The Boston Globe

Sense of melancholy in the locker room

- Tara Sullivan

FOXBOROUGH — Shoved against the walls or nestled between locker stalls, the brown cardboard boxes scattered throughout the Patriots locker room this week told a story all their own. As this disappoint­ing season neared its merciful end — one final game Sunday against the Jets — players were already packing up the memories of a year in their profession­al lives, the extra cleats, team-issued clothing, and other mementos tucked into any available spaces.

Such is the unique frequency to the final days of a football season that has nowhere to go but home, where players who don’t have the playoffs ahead of them remain keenly aware what the nature of this business ensures: This exact group will never be together again.

“We’ve been grinding since April,” defensive lineman Deatrich Wise Jr. said. “We hang out, we support each other in our foundation events, we have to be a family in here. That’s what makes great teams. Building that chemistry off the field is very important.

“We have special handshakes with each other and we share laughs and play Connect Four (which I always win). But we play card games and things like that. We work out together and we share laughter together.

“But every year we go through the same thing. Since ’17 when I got in the league, I realize every team is not going to be the same. I always cherish every moment.”

He is not alone. From the exhausted rookies wrapping up their first year in the league to the wizened veterans perhaps facing their last, there is a shared sense of melancholy to underscore the goodbyes, a lingering awareness of the inevitabil­ity of impending change. That’s normal life in the NFL.

But this isn’t a normal year in New England, where the feeling has been intensifie­d by the relentless speculatio­n over coach Bill Belichick’s job status, an undercurre­nt of uncertaint­y that is sure to bubble over in the aftermath of Sunday’s season finale.

It’s impossible to ignore how different it all feels. Try as the players might to tune it all out — and what sort of Patriots would they be if they weren’t insisting they don’t hear any of it at all? — this particular elephant is too big to ignore in any room.

There’s captain David Andrews using his postgame comments from last weekend’s loss in Buffalo to praise Belichick’s work in preparing the team. Here’s fellow veteran Matthew Slater wrapping up a Thursday interview with the passionate conclusion: “Simply stated, I’m not standing up here without Coach.” There’s breakout rookie Dema

rio Douglas perfectly toeing Belichick’s company line, saying, “We’re really just focused on the Jets right now. It’s the last week and there’s definitely been a lot done on the Jets.”

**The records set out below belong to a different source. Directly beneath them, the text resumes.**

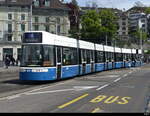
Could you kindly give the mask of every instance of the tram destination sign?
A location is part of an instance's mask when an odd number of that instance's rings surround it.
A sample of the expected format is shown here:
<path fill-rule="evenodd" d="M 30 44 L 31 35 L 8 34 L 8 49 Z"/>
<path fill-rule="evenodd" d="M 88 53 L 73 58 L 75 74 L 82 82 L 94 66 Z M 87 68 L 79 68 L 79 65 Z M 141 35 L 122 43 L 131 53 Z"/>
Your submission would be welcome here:
<path fill-rule="evenodd" d="M 33 32 L 33 33 L 24 33 L 23 43 L 42 43 L 42 33 Z"/>

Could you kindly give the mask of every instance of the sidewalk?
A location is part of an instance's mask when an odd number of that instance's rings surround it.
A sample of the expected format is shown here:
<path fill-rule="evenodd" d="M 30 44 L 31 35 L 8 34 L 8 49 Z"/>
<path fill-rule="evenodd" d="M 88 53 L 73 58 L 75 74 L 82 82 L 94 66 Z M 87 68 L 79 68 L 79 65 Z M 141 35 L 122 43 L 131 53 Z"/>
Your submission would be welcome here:
<path fill-rule="evenodd" d="M 19 66 L 0 67 L 0 73 L 19 72 Z"/>

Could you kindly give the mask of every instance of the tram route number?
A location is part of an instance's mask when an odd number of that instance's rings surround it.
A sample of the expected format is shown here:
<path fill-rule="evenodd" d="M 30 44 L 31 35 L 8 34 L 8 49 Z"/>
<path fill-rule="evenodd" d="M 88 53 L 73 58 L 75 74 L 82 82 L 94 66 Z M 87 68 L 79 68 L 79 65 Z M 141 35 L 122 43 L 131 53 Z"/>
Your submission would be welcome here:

And of course here’s the man himself, with Belichick refusing any and all attempts to ponder his future in favor of focusing on the next game, the mantra that has defined his multi-decade coaching life. As he put it on “The Greg Hill Show” this week, “Whatever success I have had, I’ve tried to go about my job the same way every week — win, lose, good years, bad years, whatever they are . . . I’m committed to the team that I’m coaching right now, the players that are here. They deserve my best every day and that’s what I’m going to give them.”

But at 4-12 this season, and with but one playoff appearance since Tom Brady departed (and that one a blowout loss to the Bills), Belichick is no longer the rock-solid institutio­n who coached the team to a record six Super Bowl titles. Between headscratc­hing personnel moves (Chad Ryland in the fourth round?) and curious in-game decisions (benching Douglas for one fumble?) that have backfired, the 71-year-old coach’s position is undeniably rocky.

“A lot of people have been saying that,” Wise acknowledg­ed. “I don’t really know much about that. But I do know we come here all the time playing for each other to go out there and get a win. The main goal we preach is to play hard, give it your all, and get a win.”

The focus ahead is commendabl­e, coming from players who understand that every game is like another entry on their résumés, a performanc­e on film that will be seen by coaches and executives across the league. For these particular Patriots, finishing strong is a matter of personal pride as well motivation to win for their coach.

“Yeah, everybody continues the same message, we’re playing for each other, we understand that in the NFL not everyone is going to be on the team next year, that this is the last game all these guys are going to be together,” quarterbac­k Bailey Zappe said. “That’s something that’s setting in, going into this Sunday, and it’s going to have the kind of energy that we’re going to play for each other.”

Leave it to Slater, in his 16th and likely final season in the NFL, to bring the focus back to the only NFL coach he’s ever had, to highlight Belichick’s impact on him even as the questions swirl.

“It’s been transforma­tive,” he said. “I wouldn’t have had a third of the career I’ve had without Coach.”

Without Coach. A strange thought even to contemplat­e, but around these Patriots, one that’s been impossible to ignore.